By Craig Raleigh
When I stopped by for a visit, you were still there; living in that house in the woods where you’ve always been. I didn’t have to knock; I didn’t have to ring the bell. I just used my eyes to look into your windows. I can see the white specks of soft oxygen floating on your ever so slightly-stained back; the sun reflecting off the moving ripples of liquid karma. The twist of your spine drifts through the broken forest with an abject disregard. There is no beginning and no end; only the rigor of ebb and flow. I have questions that only you can answer; unanswered questions from my childhood. They rage in my heart and can no longer be ignored. I have no choice but to see you up close now, old friend.
My feet are burning to ramble; my eyes itching with desire. Your banks are stripped bare by the frozen storms; pounded flat by the weight of winter. You have an openness now like at no other time of the year. I crave to discover your secrets; I require an audience with your mystery guests. Come, let me know you again before the rains of April wash it all away; before the blossoms of May hide them forever. I want to know your every dragonfly; your every snail. Why did that tree fall across your lap? Why did you hurl yourself out at the bend? I want to take off my shoes and wade through your living room. I want to feel the weight of your walls against my legs. I love what you’ve done to the place. You seem to change it every year. I see you moved that boulder; some trees that were here in my youth are gone now, but the shadows of their children remain. And that driftwood? Nice touch.

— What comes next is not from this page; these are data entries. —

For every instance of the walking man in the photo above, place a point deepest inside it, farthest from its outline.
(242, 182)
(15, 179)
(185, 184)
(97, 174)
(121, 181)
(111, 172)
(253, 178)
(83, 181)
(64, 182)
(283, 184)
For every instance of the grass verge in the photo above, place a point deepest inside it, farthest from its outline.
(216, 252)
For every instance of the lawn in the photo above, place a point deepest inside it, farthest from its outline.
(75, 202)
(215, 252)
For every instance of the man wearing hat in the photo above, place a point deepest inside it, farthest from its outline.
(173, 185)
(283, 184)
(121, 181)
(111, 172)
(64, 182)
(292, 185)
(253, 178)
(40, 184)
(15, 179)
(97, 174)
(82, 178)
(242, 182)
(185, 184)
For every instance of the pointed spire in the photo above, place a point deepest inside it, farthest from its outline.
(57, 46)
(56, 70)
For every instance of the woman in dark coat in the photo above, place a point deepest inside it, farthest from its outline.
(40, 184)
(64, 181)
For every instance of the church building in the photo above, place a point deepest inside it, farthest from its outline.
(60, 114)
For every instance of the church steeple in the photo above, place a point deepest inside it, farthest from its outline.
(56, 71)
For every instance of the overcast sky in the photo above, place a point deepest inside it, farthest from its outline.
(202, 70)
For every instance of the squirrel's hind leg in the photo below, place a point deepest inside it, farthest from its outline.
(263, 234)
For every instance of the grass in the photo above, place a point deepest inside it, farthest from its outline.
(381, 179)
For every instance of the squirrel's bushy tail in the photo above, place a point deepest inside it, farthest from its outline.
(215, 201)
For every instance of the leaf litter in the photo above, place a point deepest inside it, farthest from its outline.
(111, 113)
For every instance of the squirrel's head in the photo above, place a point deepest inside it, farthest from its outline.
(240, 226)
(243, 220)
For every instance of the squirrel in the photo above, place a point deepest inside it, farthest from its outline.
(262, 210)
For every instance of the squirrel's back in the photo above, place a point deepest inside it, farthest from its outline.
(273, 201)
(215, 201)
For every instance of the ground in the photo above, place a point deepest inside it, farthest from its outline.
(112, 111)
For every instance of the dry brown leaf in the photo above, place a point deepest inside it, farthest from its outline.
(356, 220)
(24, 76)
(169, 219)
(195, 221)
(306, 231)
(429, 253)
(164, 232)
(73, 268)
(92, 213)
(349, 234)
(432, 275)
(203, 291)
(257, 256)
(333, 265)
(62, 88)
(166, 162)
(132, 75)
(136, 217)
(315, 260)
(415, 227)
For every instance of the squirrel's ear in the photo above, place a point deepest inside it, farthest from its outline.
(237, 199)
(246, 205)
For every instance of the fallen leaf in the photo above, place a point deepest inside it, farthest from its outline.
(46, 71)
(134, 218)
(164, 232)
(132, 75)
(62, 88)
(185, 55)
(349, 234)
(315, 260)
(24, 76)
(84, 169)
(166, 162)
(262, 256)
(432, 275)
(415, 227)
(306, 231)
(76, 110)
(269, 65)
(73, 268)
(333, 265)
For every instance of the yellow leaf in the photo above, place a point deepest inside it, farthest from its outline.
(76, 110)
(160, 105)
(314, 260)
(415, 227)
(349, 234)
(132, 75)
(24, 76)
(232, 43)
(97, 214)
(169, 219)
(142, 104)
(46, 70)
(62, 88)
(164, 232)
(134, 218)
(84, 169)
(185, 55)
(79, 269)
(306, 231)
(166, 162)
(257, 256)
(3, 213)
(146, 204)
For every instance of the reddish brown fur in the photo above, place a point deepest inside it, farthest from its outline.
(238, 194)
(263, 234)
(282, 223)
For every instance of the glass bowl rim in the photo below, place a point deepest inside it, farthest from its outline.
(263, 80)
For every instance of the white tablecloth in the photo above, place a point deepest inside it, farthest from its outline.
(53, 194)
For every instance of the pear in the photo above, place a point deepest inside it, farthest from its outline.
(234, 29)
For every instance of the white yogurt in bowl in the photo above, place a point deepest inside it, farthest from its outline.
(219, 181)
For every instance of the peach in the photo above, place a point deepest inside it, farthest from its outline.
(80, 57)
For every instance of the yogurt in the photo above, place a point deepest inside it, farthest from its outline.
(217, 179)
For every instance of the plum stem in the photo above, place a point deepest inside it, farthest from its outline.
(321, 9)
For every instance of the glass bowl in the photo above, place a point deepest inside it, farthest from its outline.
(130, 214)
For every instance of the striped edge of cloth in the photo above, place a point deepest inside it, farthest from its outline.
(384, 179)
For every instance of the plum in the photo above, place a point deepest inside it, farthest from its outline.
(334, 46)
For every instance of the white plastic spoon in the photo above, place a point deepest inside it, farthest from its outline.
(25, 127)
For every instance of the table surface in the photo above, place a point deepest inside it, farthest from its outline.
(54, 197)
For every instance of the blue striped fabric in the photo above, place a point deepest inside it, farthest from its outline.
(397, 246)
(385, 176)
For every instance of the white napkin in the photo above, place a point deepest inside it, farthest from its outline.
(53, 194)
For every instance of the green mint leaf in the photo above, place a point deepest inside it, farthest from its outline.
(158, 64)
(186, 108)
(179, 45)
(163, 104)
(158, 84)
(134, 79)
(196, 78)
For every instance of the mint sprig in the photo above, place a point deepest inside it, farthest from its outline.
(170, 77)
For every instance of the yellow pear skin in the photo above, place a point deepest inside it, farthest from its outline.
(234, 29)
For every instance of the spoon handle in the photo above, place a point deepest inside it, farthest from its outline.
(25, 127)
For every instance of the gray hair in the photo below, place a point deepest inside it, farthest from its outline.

You’ve always accommodated me; never unwilling to let me dip my seine net into your soul and dredge for the truth. You let me float on your back and throw stones into your home. I captured your crayfish and chased your minnows, but you never said no. My footprints wander through your shoreline, my hands through your waters. My thoughts drift on your currents and dream of accomplishment. The roots of the trees show, threadbare and lonely in the air; their tentacle arms grasping at the indisposed ground. You let the green grasses of spring settle on your banks and the residents of the woodlot quench their thirst.
My fingers are poised. I long to touch you and revel in your waters; no longer does the winter hold us apart. Warm breezes are coming to join us and blow away our fears. Sunny days will come and drench us in the sweet-sweet heat of summer. I’ll watch again as the rain softly pelts your face; I’ll smile again and watch it all sweep downstream. I’d live here if you’d let me. I’d build a house next to yours and be your neighbor. We’ll look out the window at each other and wave. Your reeds can be my lawn; your cattails my trees. I’ll plant a garden of willows, and we’ll watch them grow.
Remember when we floated toy boats together? They would pass down your ripples, and lie quietly in your backwaters. I would make a dam out of your rocks, and uselessly try to hold you back. You would laugh and wash it away, and I would try again.
I’ve known you since I was a boy. You’ve followed me wherever I’ve gone. Your still and ever changing waters have always been a part of me. Carry me away to tomorrow and drop me off in the yet to be. I long to see where you’re going; I yearn to be where you’ve been. Talk to me with your delicate gurgle; sing to me with your undemanding voice.
You’re a part of me that I cannot deny.
You swim in soul.
I’ve been here before, and I know you.
Craig Raleigh is a writer and mason who lives in Clarkson, NY. He is currently working on his second book, “Water Wolf and other Concoctions.”